I recently discovered KeyCastr while preparing a technical demonstration for my distributed team, and it solved a problem I didn’t realize had such an elegant solution. Anyone who’s ever tried to explain keyboard shortcuts during a screen share knows the challenge - you’re rapidly pressing Command+Shift+Option combinations while your audience has no idea which keys you’re actually hitting.
KeyCastr is an open-source keystroke visualizer that displays your keyboard and mouse input directly on screen in real-time. As someone who regularly creates screencasts and conducts remote training sessions, I’ve been using this tool on my M2 MacBook Air and it’s become an essential part of my presentation workflow.
The app sits quietly in your menu bar until activated, then displays an elegant overlay in the corner of your screen showing exactly which keys you’re pressing. You can configure it to show command keys only, all modified keys, or complete keystroke logging depending on your needs. The display is repositionable - just click and drag it anywhere on screen - and it defaults to the bottom left corner where it stays out of the way but remains visible.
What I appreciate most is the thoughtful privacy implementation. KeyCastr contains no networking code beyond the standard Sparkle update framework, and it specifically avoids capturing password fields when websites use secure input methods. As a free and open-source project licensed under BSD 3-Clause, the entire codebase is transparent and auditable on GitHub, where it has accumulated over 14,500 stars from the developer community.
The app supports multiple visualization styles through its extensible framework, and you can enable optional mouse click visualization if you want to show physical interactions alongside keyboard input. In my experience working with this app during video calls, it’s particularly valuable when demonstrating complex keyboard-driven workflows or teaching shortcuts to team members who aren’t familiar with Mac conventions.

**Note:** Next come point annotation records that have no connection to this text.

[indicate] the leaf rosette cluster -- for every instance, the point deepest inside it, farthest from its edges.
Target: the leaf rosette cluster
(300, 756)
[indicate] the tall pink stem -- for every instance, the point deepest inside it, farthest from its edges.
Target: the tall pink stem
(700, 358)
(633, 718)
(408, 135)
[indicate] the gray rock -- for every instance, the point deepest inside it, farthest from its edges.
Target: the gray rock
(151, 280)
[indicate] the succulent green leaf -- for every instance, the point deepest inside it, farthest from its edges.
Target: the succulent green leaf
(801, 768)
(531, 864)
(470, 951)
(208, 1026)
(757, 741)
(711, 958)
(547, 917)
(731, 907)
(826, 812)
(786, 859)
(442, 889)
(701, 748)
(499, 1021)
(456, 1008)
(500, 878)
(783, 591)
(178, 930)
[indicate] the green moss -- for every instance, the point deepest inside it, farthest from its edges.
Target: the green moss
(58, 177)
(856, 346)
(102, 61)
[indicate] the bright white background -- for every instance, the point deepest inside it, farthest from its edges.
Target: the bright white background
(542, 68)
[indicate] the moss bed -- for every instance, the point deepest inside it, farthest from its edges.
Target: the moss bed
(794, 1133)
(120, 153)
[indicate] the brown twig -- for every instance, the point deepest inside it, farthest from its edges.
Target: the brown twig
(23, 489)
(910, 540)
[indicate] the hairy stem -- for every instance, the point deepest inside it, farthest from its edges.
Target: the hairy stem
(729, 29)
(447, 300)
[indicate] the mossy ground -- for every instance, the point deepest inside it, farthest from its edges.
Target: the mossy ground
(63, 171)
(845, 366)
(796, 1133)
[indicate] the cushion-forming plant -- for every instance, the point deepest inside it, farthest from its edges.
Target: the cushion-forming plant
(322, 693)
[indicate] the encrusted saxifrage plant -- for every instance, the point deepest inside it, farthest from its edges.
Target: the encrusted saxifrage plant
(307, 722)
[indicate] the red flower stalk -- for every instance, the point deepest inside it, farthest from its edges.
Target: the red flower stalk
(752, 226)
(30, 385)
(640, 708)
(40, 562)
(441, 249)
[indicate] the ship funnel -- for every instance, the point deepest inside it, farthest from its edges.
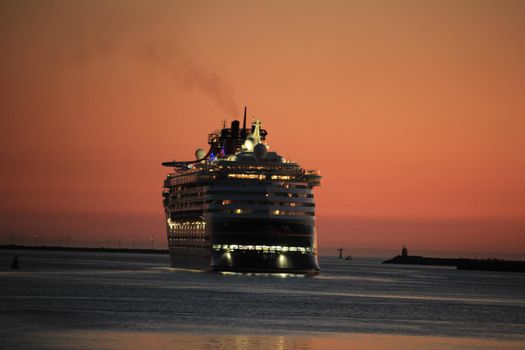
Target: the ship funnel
(235, 129)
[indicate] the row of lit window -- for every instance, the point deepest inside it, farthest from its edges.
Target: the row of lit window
(264, 248)
(259, 177)
(186, 224)
(260, 193)
(189, 238)
(241, 211)
(250, 202)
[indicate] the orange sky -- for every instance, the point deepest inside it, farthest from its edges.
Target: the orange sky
(413, 111)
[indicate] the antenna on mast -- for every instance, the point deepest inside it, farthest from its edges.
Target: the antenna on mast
(243, 133)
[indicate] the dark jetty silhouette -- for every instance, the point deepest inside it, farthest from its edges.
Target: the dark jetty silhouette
(459, 263)
(84, 249)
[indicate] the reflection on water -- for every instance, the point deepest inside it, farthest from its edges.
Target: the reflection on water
(79, 300)
(134, 340)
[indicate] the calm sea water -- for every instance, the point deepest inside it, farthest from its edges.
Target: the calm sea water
(65, 300)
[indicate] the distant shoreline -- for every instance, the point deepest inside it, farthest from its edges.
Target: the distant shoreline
(84, 249)
(461, 263)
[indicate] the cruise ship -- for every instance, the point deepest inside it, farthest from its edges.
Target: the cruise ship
(241, 207)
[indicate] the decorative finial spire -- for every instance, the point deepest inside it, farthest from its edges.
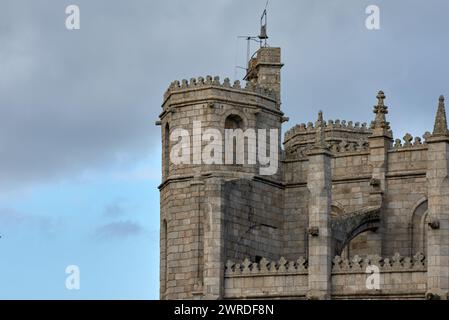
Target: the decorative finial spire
(380, 110)
(440, 127)
(320, 141)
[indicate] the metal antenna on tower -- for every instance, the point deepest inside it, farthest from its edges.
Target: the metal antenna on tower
(261, 39)
(263, 36)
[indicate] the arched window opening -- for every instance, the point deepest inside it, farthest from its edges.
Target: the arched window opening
(419, 230)
(166, 151)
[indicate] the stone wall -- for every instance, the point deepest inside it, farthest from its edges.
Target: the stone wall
(400, 278)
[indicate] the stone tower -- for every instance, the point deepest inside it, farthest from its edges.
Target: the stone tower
(346, 201)
(194, 194)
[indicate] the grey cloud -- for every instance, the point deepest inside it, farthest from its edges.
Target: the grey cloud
(12, 221)
(77, 100)
(115, 209)
(118, 230)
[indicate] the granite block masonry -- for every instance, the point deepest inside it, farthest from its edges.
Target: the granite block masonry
(345, 196)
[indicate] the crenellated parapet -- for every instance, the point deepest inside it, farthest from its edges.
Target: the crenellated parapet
(397, 263)
(410, 142)
(202, 83)
(266, 267)
(340, 137)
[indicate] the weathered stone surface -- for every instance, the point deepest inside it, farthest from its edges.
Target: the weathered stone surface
(345, 199)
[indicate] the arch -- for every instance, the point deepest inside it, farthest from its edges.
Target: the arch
(234, 114)
(418, 229)
(164, 253)
(234, 121)
(348, 226)
(337, 209)
(166, 150)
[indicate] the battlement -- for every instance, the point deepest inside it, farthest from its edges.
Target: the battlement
(209, 81)
(266, 267)
(396, 263)
(331, 125)
(411, 142)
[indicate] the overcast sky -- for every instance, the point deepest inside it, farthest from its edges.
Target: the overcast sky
(79, 152)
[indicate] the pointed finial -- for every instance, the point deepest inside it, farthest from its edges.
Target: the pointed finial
(380, 98)
(320, 116)
(440, 127)
(380, 110)
(320, 134)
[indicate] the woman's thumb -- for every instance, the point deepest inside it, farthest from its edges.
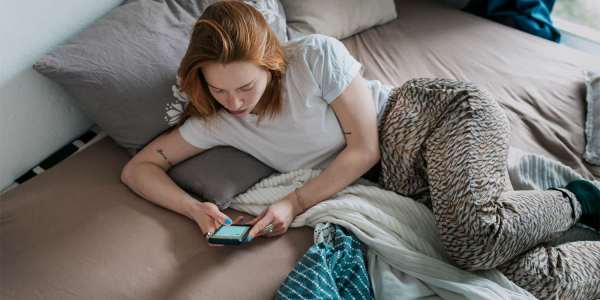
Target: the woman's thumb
(214, 212)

Installation is straightforward - download the latest release from the GitHub releases page or install via Homebrew with brew install --cask keycastr. On macOS 10.15 Catalina and newer, you’ll need to grant Input Monitoring or Accessibility permissions through System Preferences, which is standard for any app that monitors keyboard input.
The performance impact is negligible - I haven’t noticed any lag or slowdown even during intensive screen recording sessions. The overlay rendering is smooth and doesn’t interfere with other applications. While the visual styling is functional rather than flashy, it’s clear and readable at a glance, which is exactly what you need during live presentations.
KeyCastr works particularly well for technical educators, software trainers, and anyone creating tutorial content. I’ve used it during customer onboarding sessions, internal tool demonstrations, and when recording documentation videos. It eliminates the constant verbal narration of “now I’m pressing Command+K” and lets viewers see exactly what you’re doing in real-time.
The project has been actively maintained since 2009, with the most recent release improving handling of different input sources. With 22 contributors and an engaged community, it continues to evolve based on user feedback. The developers are responsive to issues on GitHub, and the codebase is written in Objective-C with clear documentation for anyone wanting to contribute custom visualizers.
For a completely free tool that solves such a specific problem this well, KeyCastr is a remarkable piece of software. Anyone who regularly shares their screen for technical demonstrations will find this invaluable.